Le journal papier nous sert parfois de source, pour le potentiel de visite à effectuer. Les offres sont nombreuses et nous obligent à une sélection, tenant compte de la distance, du temps, de la météo ainsi que de la qualité attendue des oeuvres. Se rendre à Altkirch à la recherche d'une fresque métallique, nous permet de rendre visite au passage à mon père, à l'aller.
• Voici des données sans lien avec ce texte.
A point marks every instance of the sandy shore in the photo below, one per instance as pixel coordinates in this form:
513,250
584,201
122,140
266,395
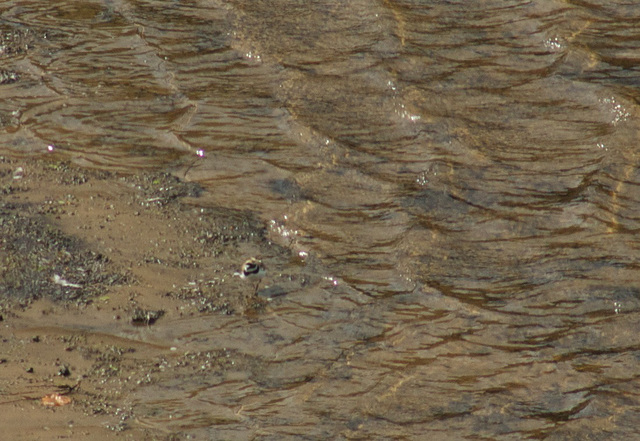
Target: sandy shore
89,256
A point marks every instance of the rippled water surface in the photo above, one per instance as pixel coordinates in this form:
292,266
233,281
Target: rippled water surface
462,175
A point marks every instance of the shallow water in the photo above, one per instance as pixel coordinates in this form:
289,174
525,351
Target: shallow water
462,175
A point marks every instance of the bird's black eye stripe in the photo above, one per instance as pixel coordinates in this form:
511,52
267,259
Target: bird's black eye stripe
251,268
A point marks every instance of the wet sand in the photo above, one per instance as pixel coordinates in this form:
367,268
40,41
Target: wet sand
90,259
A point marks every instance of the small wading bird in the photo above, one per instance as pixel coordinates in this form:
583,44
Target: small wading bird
253,269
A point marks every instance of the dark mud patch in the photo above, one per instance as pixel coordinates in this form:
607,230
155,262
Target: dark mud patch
90,261
38,260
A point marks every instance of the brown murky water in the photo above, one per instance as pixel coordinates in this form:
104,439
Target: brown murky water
457,184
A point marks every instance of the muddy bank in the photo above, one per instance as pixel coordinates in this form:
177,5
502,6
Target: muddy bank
87,256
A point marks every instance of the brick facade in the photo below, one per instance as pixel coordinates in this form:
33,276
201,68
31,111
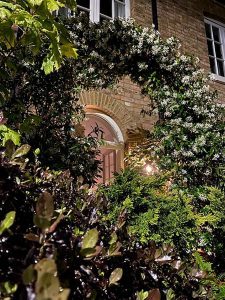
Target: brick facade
183,19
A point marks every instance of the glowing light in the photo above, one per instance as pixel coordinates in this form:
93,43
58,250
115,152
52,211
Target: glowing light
149,169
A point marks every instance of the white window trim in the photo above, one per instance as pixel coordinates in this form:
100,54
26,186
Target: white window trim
221,27
95,10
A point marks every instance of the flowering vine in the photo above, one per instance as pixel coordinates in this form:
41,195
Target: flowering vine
190,130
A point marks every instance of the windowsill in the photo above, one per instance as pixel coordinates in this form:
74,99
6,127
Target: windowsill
218,78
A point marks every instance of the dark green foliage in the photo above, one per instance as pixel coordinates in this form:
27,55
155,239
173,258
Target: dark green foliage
139,234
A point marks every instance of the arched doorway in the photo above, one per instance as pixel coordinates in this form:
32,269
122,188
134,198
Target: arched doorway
111,143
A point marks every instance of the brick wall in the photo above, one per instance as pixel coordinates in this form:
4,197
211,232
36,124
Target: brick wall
185,20
181,18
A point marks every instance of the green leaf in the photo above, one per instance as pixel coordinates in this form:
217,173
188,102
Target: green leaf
48,65
41,223
8,221
142,295
45,206
90,239
69,51
202,264
35,2
9,134
115,276
154,295
23,150
29,275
Et par chance ça marche, il a toujours quelque chose en chantier : là, il se prépare à la culture des asperges, son potager devient un grand espace.
 Certaines parties de la fresque nous plaisent particulièrement : les vagues et les courants de l'Ill sont peuplés de poissons, dans de beaux mouvements. 
Des parties mobiles auraient été les biens venues peut-être avec des gouttes suspendues aux nuages, des oiseaux animés par les souffles du vent...et petit tour de la ville avant de se "repauser" sur le trajet du retour, chez ma tante et mon oncle.


Le marché des potiers chez nos voisins outre Rhin à Breisach se fait en voiture : on pourrait dire que c'est plus pratique pour ramener de la vaisselle.
La gare de Sentheim affiche Expo, mais est-ce un panneau oublié  que celui visible depuis la piste cyclable de la Doller ? Nous actionnons les freins pour vérifier, et surprise nous avons même droit à une visite commentée par le marqueteur Changi, l'usage de bois teintés et d'essences classiques donnent de la fraîcheur aux marqueteries, la vue sur le village de Burnhaupt est bien rendue.
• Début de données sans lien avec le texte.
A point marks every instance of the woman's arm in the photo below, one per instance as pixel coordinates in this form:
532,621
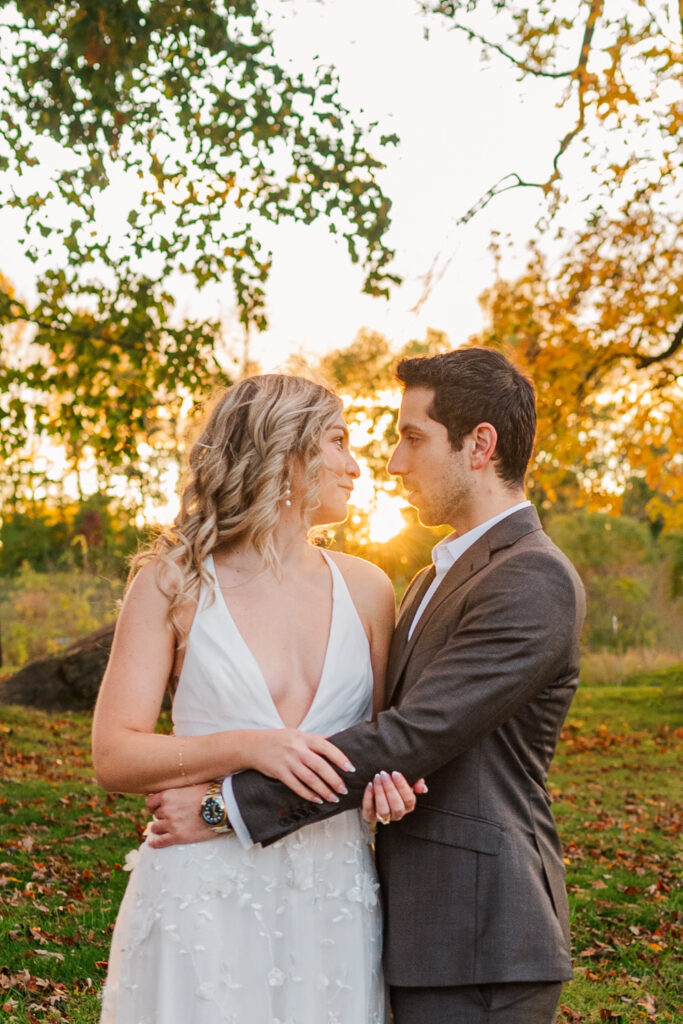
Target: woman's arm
128,756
Le jardin d'Issenlor à Lautenbach,  nous accueille après un parcours entre vignes et champs, seules quelques cerises noires sont degustées, avant les retrouvailles et découvertes de cette mise en scène dans le jardin et les appentis : de toiles et de sculptures très diverses, mais qui suscitent plein de surprises émotionnelles.
Couleurs, lumières et formes d'une entrée cossue pourraient être le terrain de "la marquise sort à 5 heures..." Art et écriture se lanceraient sur la même ouverture ?
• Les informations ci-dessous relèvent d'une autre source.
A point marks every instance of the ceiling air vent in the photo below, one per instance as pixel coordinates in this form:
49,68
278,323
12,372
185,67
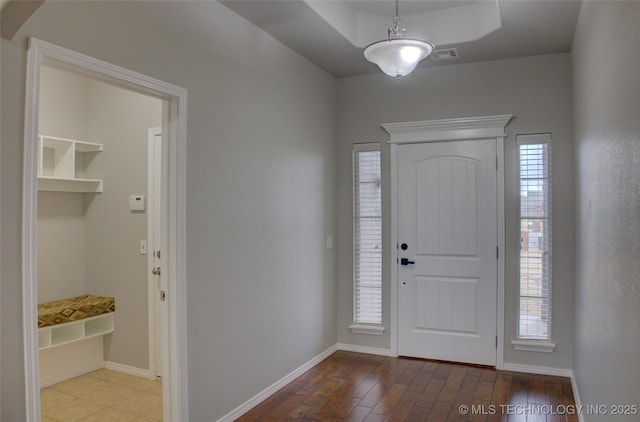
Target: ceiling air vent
445,54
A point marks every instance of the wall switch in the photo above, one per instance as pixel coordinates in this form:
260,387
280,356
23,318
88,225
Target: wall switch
329,242
136,203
Des mats et des voiles sont mis en tension avec un réseau de cable, comme les voiliers d'antan pour la construction de machines  à voler proches de l'avion, de la montgolfière et du poisson. Les machines font rêver et, reprendre le tandem pour donner à regarder les rayons autrement.

dimanche 3 juin 2012

2) plaisirs de jardins

La montée au Haut-Koenigsbourg se fera dans une ambiance humide, mais l'accueil au son du violon, par des lutins géants, nous réjouit. L'artistique, le fabuleux, l'historique et le pédagogique de ce jardin sous muraille est bien mis en valeur, par l'animation. Nous nous prêtons au défit de retrouver une plante grâce au touché : dans un long sac en tissu, une feuille est glissée, que la guimauve est douce, et la fougère rêche. Le carré des légumes feuilles a attiré mon attention et m'inspire une bonne soupe verte, mais irons-nous jusqu'à manger les tiges de "maggi" en gratin?      

Le jardin des délices d'Orschwiller village n’existe pas, en plus les cerises sur les arbres à proximité n'étaient pas tout à fait mûres. Les jardiniers ont dû s'endormir et les journalistes n'ont pas vérifié.
Le village de Saint Hippolyte, avec un petit clin d'oeil à la maison historique des grands parents de Francine ; sans tapage nous laisse découvrir un petit coin "magique" avec des plantes de sorcières, d'autres médicinales, des légumes racines et des légumes feuilles, bien paillé et bien sur-élevé dans de rustique mais plaisant carré.
Ribeauvillé, puis Kaysersberg reçoivent notre traversée touristique, avant de rejoindre à nouveau Ingersheim où un jardin de particulier ouvre ses portes au public, à la mi-ombre, avec ces sentiers pavés  de rondins, un belle roue à aube, une conception de jardin chaleureux qui met l'accent sur le partage de la fraîcheur tant musicale que visuelle.

La polyphonie des jardins, nous a fait mêler quelques efforts, pour un week-end sport et "culture" comme nous les affectionnons, avec 140 km de vélo et 20 de train.